Find $A(B C)$ given that $A=\left[\begin{array}{rr}3 & 9 \\ -8 & 8 \\ 8 & 2\end{array}\right], B=\left[\begin{array}{rr}-7 & 9 \\ 2 & -9\end{array}\right]$, and $C=\left[\begin{array}{rr}3 & -4 \\ -5 & 1\end{array}\right]$. If an operation is not defined, state the reason

Select the correct choice below and, if necessary, fill in the answer boxes to complete your choice.
A. $A(B C)=\quad$ (Simplify your answers )
B. This matrix operation is not possible because the product of $A$ and $B C$ is not defined
C. This matrix operation is not possible because product $B C$ is not defined

Step 1 ：Given matrices A, B, and C as follows: \(A = \begin{bmatrix} 3 & 9 \\ -8 & 8 \\ 8 & 2 \end{bmatrix}\), \(B = \begin{bmatrix} -7 & 9 \\ 2 & -9 \end{bmatrix}\), and \(C = \begin{bmatrix} 3 & -4 \\ -5 & 1 \end{bmatrix}\).

Step 2 ：First, we need to calculate the product of matrices B and C. The product of two matrices is defined if the number of columns in the first matrix is equal to the number of rows in the second matrix. In this case, both matrices B and C are 2x2, so their product is defined.

Step 3 ：By multiplying matrices B and C, we get \(BC = \begin{bmatrix} -66 & 37 \\ 51 & -17 \end{bmatrix}\).

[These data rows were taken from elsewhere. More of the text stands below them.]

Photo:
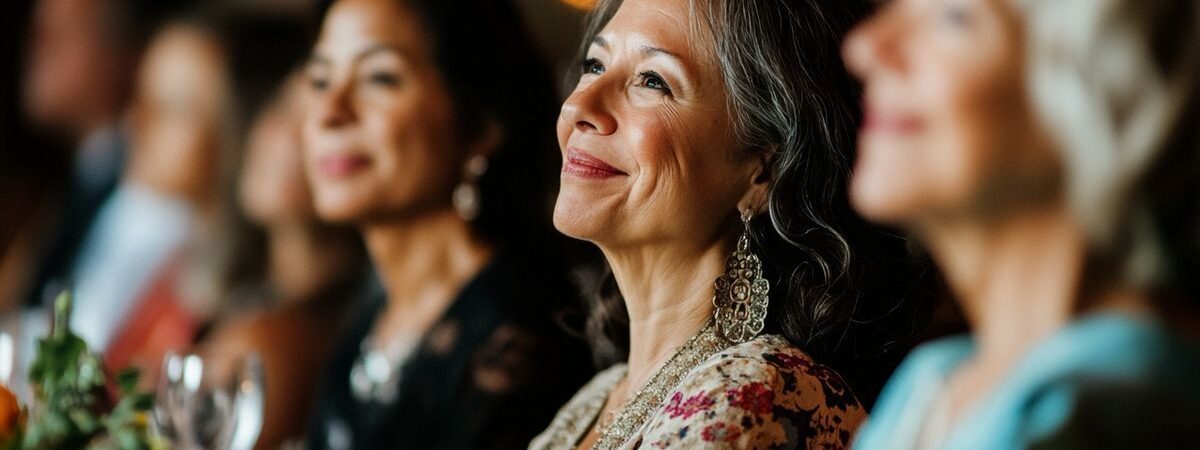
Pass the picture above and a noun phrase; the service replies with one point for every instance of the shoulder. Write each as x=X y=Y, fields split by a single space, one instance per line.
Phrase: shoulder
x=757 y=395
x=1085 y=384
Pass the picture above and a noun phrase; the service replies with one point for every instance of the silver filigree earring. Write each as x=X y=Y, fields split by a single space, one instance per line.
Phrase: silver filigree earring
x=466 y=195
x=741 y=299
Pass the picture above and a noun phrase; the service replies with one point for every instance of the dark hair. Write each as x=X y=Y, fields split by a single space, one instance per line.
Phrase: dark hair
x=259 y=51
x=846 y=293
x=467 y=37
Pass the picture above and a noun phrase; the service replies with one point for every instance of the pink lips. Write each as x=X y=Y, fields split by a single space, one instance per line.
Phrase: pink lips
x=342 y=165
x=582 y=165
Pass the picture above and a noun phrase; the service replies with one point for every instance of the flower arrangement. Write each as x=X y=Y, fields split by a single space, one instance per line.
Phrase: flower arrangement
x=77 y=402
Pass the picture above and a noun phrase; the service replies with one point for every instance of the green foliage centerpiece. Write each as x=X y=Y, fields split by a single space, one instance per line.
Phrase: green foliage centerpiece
x=77 y=405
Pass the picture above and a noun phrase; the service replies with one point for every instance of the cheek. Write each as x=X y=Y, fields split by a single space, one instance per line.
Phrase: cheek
x=417 y=156
x=945 y=166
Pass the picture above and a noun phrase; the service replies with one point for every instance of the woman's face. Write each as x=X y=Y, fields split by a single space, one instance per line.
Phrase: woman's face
x=948 y=130
x=381 y=137
x=177 y=114
x=273 y=186
x=648 y=148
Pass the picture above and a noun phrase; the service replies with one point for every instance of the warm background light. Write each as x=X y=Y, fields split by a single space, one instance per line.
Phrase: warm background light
x=581 y=4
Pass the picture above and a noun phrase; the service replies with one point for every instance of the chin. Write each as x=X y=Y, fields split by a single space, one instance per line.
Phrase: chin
x=575 y=220
x=340 y=208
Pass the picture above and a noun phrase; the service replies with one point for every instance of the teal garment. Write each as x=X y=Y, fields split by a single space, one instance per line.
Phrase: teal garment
x=1104 y=382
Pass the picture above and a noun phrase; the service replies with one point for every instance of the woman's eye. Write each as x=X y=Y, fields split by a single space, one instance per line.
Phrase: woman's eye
x=384 y=79
x=592 y=66
x=653 y=81
x=318 y=84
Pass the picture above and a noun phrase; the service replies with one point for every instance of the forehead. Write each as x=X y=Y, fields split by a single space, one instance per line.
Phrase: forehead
x=667 y=24
x=353 y=24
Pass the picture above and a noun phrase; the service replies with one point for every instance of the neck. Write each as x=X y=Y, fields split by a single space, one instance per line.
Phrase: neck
x=669 y=293
x=424 y=258
x=304 y=258
x=1017 y=279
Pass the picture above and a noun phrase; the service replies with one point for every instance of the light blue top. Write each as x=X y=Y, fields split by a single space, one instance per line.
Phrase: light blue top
x=1104 y=382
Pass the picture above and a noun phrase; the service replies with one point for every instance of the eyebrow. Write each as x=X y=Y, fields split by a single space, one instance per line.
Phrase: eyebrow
x=648 y=51
x=363 y=54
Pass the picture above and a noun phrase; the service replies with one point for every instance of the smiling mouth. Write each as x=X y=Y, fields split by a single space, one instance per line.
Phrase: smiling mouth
x=342 y=166
x=582 y=165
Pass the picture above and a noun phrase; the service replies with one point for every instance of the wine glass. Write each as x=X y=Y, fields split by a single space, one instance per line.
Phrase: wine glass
x=198 y=409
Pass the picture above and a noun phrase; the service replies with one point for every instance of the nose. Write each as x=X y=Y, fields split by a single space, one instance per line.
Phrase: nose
x=873 y=46
x=588 y=109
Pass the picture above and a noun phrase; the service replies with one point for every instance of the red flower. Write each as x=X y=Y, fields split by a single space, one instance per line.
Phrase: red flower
x=687 y=408
x=755 y=397
x=787 y=360
x=720 y=432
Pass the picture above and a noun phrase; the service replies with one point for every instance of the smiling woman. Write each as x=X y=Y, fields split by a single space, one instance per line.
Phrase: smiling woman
x=430 y=131
x=706 y=154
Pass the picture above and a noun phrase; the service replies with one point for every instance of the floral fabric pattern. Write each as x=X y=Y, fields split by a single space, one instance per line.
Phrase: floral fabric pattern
x=763 y=394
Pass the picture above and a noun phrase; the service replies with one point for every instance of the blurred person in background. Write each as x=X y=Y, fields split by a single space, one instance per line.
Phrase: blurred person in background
x=78 y=82
x=431 y=131
x=1048 y=155
x=163 y=258
x=292 y=300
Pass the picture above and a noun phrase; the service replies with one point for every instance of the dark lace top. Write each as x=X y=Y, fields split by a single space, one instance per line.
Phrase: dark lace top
x=490 y=373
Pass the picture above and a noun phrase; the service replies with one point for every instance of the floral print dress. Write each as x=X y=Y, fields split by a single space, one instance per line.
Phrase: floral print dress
x=762 y=394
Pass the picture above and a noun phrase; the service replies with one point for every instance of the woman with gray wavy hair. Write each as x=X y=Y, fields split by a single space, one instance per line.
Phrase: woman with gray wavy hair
x=1048 y=155
x=707 y=151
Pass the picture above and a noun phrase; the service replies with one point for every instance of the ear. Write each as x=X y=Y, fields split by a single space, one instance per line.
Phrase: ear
x=755 y=198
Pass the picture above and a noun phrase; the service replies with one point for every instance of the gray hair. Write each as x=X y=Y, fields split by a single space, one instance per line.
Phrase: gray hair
x=840 y=288
x=1116 y=83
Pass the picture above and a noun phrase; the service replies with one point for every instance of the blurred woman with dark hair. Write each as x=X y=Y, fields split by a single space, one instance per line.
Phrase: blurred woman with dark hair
x=431 y=131
x=1048 y=155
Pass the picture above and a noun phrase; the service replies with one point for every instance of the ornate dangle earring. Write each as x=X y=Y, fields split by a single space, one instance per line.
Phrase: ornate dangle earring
x=466 y=195
x=741 y=299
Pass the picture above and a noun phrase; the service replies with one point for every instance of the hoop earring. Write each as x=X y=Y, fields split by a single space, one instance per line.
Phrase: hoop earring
x=741 y=299
x=466 y=195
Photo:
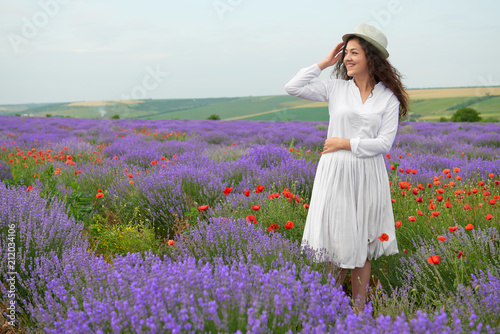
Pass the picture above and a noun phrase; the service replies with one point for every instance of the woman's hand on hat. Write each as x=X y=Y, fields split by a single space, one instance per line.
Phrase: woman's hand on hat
x=332 y=57
x=334 y=144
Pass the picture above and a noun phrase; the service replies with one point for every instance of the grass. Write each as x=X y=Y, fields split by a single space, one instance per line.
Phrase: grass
x=426 y=105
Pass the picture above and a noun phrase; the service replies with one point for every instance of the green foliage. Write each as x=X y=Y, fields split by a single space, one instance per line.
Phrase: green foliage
x=109 y=239
x=471 y=102
x=213 y=117
x=466 y=115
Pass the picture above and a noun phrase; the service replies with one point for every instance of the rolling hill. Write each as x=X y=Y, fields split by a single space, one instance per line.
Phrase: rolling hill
x=426 y=105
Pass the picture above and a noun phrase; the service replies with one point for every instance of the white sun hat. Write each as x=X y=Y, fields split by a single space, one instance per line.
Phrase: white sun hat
x=372 y=35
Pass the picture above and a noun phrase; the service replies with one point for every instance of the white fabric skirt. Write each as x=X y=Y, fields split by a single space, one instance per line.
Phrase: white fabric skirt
x=350 y=208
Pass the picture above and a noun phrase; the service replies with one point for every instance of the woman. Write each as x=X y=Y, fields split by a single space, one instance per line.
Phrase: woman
x=350 y=214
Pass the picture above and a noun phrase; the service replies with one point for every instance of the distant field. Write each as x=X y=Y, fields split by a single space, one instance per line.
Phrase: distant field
x=452 y=92
x=425 y=105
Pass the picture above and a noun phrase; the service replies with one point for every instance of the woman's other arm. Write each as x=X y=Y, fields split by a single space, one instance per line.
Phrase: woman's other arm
x=301 y=84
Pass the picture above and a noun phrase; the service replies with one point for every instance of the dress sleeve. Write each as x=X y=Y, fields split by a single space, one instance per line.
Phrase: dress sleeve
x=302 y=86
x=368 y=147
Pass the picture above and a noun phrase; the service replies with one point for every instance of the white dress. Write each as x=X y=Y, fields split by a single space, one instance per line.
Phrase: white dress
x=351 y=204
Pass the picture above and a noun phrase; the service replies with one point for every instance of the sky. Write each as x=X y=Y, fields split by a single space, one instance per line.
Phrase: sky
x=75 y=50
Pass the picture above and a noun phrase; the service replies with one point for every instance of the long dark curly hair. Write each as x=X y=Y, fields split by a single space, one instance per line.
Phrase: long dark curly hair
x=380 y=69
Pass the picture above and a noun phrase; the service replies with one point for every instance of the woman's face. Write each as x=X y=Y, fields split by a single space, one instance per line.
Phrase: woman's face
x=355 y=59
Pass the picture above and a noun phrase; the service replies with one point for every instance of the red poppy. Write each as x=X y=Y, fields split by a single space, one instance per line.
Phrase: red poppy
x=383 y=237
x=203 y=207
x=252 y=219
x=434 y=259
x=259 y=189
x=404 y=185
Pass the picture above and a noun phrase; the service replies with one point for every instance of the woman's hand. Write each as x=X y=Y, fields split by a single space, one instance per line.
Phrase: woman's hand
x=332 y=57
x=333 y=144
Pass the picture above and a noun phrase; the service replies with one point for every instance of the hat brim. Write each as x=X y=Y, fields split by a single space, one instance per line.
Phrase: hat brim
x=379 y=47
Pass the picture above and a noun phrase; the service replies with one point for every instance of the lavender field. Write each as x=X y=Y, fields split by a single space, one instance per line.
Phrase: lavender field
x=185 y=226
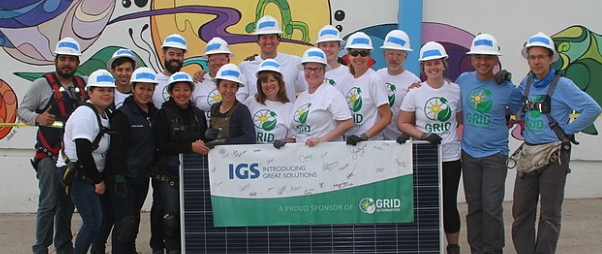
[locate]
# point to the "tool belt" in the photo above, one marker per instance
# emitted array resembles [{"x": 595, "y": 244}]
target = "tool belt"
[
  {"x": 535, "y": 157},
  {"x": 166, "y": 179}
]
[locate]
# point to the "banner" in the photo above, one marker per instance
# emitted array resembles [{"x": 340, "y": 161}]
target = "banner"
[{"x": 330, "y": 183}]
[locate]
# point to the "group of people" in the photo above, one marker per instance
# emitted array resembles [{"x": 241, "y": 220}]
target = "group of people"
[{"x": 134, "y": 123}]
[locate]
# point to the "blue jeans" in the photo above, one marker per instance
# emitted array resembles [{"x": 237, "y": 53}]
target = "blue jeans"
[
  {"x": 54, "y": 206},
  {"x": 129, "y": 206},
  {"x": 88, "y": 204},
  {"x": 171, "y": 206}
]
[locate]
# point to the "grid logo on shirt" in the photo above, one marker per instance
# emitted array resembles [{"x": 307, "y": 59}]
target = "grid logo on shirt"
[
  {"x": 437, "y": 109},
  {"x": 391, "y": 89},
  {"x": 265, "y": 119},
  {"x": 480, "y": 100}
]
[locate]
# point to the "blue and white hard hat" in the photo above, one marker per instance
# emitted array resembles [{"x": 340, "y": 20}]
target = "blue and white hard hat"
[
  {"x": 432, "y": 50},
  {"x": 68, "y": 46},
  {"x": 484, "y": 44},
  {"x": 268, "y": 65},
  {"x": 175, "y": 41},
  {"x": 100, "y": 78},
  {"x": 144, "y": 75},
  {"x": 397, "y": 39},
  {"x": 229, "y": 72},
  {"x": 122, "y": 53},
  {"x": 540, "y": 40}
]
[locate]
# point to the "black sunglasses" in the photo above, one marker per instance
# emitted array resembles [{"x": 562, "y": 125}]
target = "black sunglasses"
[{"x": 359, "y": 52}]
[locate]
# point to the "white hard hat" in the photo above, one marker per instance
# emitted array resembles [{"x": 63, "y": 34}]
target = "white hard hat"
[
  {"x": 122, "y": 53},
  {"x": 541, "y": 40},
  {"x": 179, "y": 77},
  {"x": 217, "y": 45},
  {"x": 101, "y": 78},
  {"x": 484, "y": 44},
  {"x": 269, "y": 65},
  {"x": 144, "y": 75},
  {"x": 359, "y": 40},
  {"x": 229, "y": 72},
  {"x": 174, "y": 41},
  {"x": 432, "y": 50},
  {"x": 68, "y": 46},
  {"x": 267, "y": 25},
  {"x": 329, "y": 33},
  {"x": 314, "y": 55},
  {"x": 397, "y": 39}
]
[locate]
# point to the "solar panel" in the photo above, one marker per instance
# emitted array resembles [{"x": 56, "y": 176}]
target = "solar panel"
[{"x": 421, "y": 236}]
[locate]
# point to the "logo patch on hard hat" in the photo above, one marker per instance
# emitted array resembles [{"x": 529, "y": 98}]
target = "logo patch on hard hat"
[
  {"x": 360, "y": 41},
  {"x": 180, "y": 76},
  {"x": 213, "y": 46},
  {"x": 329, "y": 32},
  {"x": 266, "y": 24},
  {"x": 232, "y": 73},
  {"x": 539, "y": 39},
  {"x": 67, "y": 44},
  {"x": 397, "y": 41},
  {"x": 432, "y": 52},
  {"x": 145, "y": 75},
  {"x": 483, "y": 42},
  {"x": 175, "y": 39},
  {"x": 316, "y": 54},
  {"x": 270, "y": 63}
]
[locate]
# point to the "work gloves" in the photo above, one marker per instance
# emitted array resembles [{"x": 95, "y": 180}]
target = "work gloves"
[{"x": 354, "y": 139}]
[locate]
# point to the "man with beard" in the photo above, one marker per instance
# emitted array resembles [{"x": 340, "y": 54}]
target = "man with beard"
[
  {"x": 268, "y": 34},
  {"x": 48, "y": 103},
  {"x": 122, "y": 64},
  {"x": 174, "y": 48}
]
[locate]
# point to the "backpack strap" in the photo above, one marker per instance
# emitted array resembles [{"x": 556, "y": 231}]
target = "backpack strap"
[{"x": 102, "y": 130}]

Step 4 ：Next, we multiply the resulting matrix BC by A. The product of A and BC is defined if the number of columns in BC is equal to the number of rows in A. In this case, BC is a 2x2 matrix and A is a 3x2 matrix, so their product is defined.

Step 5 ：By multiplying matrix A with BC, we get \(ABC = \begin{bmatrix} 261 & -42 \\ 936 & -432 \\ -426 & 262 \end{bmatrix}\).

Step 6 ：Final Answer: The product of matrices A, B, and C is \(\boxed{\begin{bmatrix} 261 & -42 \\ 936 & -432 \\ -426 & 262 \end{bmatrix}}\).